17.05.2010

What a morning

Ya sevgili günlük, ben sana ne diyim ki? Günaydın diyim mi mesela? Ama ben hala günaymadım. Demiyorum o yüzden.

Lan pazartesi sendromunu geçtim de, bende genel olarak bahar günü sendromu oluşmaya başladı. Habitatın yamulmayacağından emin olsam, “fak dı pollens” diyerek hepsinin köküne kibrit suyu diye nefretimi yağdıracağım ortalığa. (Lan Mecidiyeköy’de polenin ne işi var?)

Kibrit suyunun ne olduğunu biliyor musun günlük, kibritlerin ucundaki o kırmızı topikler var ya, işte kibrit çöplerinin tahtaları bu kibrit suyuna batırılıp o topiklerin oluşması sağlanıyormuş. Zehirli tabi, içmeye kalkma, potasyum klorat mı ne.

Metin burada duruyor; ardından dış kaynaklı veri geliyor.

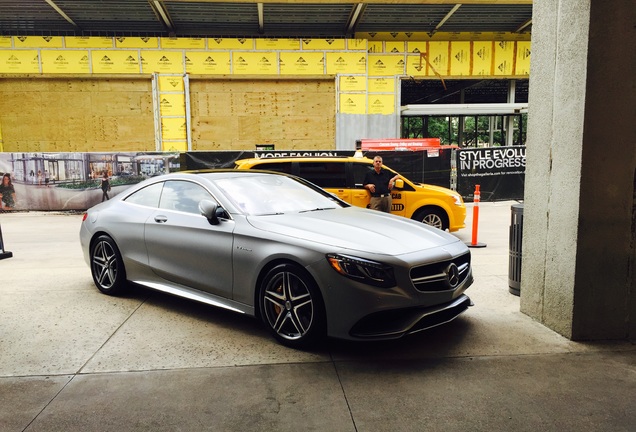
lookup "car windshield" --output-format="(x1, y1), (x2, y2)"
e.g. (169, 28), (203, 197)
(215, 175), (341, 215)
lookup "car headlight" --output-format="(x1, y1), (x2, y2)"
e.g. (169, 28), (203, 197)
(327, 254), (395, 288)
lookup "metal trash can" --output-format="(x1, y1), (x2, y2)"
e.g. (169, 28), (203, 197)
(508, 204), (523, 295)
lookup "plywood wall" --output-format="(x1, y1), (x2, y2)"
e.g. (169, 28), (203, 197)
(190, 79), (336, 150)
(0, 78), (155, 152)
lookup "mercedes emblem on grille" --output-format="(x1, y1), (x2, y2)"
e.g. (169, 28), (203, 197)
(446, 263), (459, 288)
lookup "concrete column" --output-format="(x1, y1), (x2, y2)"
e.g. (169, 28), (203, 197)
(521, 0), (636, 340)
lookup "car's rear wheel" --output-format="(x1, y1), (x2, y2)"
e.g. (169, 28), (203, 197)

Gördüğün -ya da okuduğun- üzere aslında tamamen saçmalıyoring. Bikauz can sıkıntısından mütevellit. Tevellit. Vellit. Lit. İt. (Güya yankı efekti, hay senin düşük prodüksiyonuna kurban.) Halbuki bi’ o kadar işim var ki o kadar çok yani tarifi namümkün, yiter ya diyerek kendimi sağa sola vurasım var, yok lan abarttım. O değil de, 19 Mayıs tatil lan. Bi’ sevinç bi’ sevinç. Yippiii.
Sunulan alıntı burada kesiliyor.